- Born: George Goetz 1900 Baltimore, Maryland, U.S.
- Died: 1940 (aged 39–40)
- Education: Johns Hopkins University
- Occupations: Writer; literary critic; magazine editor;
- Writing career
- Pen name: Victor Francis Calverton
- Language: English
- Years active: 1923–1940
- Period: 1923–1940
- Subjects: Politics; literary criticism;
- Movement: Left-radical

= V. F. Calverton =

Victor Francis Calverton was the pseudonym of George Goetz (1900–1940), an unaffiliated American left-radical writer and literary critic.

==Life==
Calverton was born George Goetz, in Baltimore in 1900, the son of Charles and Ida Janette Geiger Goetz. He graduated with an AB from Johns Hopkins University in 1921. Calverton founded the Modern Quarterly, wrote 18 monographs and was editor of An Anthology of American Negro Literature (1929). Calverton married twice; his second wife was actress and social worker Nina Melville.

==Works==

Calverton founded the Modern Quarterly, a politics and arts magazine which ran from 1923 to 1933. From 1933 until his death in 1940 it continued as The Modern Monthly. It was notable for publishing opposing views within the same issue and supporting the work of black intellectuals.

==Reception==
Calverton was praised by Harold Cruse for advocating an American version of Marxism not beholden to European models.

==Bibliography==
- The Newer Spirit: A Sociological Criticism of Literature. New York: Boni & Liveright, 1925.
- Sex Expression in Literature. New York: Boni & Liveright, 1926.
- The Bankruptcy of Marriage.
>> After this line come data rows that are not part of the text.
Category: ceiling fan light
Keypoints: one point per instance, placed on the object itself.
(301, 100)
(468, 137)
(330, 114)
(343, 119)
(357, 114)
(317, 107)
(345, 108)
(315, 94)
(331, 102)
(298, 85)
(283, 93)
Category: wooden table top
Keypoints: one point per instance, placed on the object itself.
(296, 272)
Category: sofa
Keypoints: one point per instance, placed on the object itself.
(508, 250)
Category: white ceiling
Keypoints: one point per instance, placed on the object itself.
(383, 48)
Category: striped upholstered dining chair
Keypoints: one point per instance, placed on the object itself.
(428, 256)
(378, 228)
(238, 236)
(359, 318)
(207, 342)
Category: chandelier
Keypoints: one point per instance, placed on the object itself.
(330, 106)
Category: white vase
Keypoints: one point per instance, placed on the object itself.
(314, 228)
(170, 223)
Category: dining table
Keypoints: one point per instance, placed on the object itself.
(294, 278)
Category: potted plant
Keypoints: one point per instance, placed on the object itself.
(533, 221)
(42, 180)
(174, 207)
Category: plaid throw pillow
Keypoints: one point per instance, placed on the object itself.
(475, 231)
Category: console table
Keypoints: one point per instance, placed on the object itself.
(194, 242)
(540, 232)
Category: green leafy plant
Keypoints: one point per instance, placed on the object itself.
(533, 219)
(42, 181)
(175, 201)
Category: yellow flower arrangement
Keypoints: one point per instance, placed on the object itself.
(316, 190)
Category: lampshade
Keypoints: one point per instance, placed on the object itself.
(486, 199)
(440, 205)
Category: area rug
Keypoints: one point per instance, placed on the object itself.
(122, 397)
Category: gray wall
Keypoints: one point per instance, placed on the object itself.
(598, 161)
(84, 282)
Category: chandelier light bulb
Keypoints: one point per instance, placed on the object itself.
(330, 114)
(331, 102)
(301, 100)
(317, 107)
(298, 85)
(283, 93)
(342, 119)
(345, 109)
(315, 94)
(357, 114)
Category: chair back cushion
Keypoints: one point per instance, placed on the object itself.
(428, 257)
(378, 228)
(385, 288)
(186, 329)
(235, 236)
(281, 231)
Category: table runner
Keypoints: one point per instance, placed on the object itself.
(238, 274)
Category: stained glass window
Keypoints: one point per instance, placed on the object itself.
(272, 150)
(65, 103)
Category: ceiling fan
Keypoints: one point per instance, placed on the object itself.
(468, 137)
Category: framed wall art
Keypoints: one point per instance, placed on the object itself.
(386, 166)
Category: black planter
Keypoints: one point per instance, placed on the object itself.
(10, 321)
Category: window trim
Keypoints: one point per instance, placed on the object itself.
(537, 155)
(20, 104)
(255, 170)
New York: The Macaulay Company, 1928.
- The New Ground of Criticism. Seattle: University of Washington Book Store, 1930.
- Three Strange Lovers. New York: The Macaulay Company, 1930. [fiction; three stories]
- American Literature at the Crossroads. Seattle: University of Washington Book Store, 1931.
- For Revolution. New York: The John Day Company, 1932.
- The Liberation of American Literature. New York: Charles Scribner's Sons, 1932.
- The Passing of the Gods. New York: Charles Scribner's Sons, 1934.
- The Man Inside; being the record of the strange adventures of Allen Steele among the Xulus. New York: Charles Scribner's Sons, 1936. [fiction; a fantasy novel]
- Where Angels Dared to Tread. Indianapolis: The Bobbs-Merrill Company, 1941.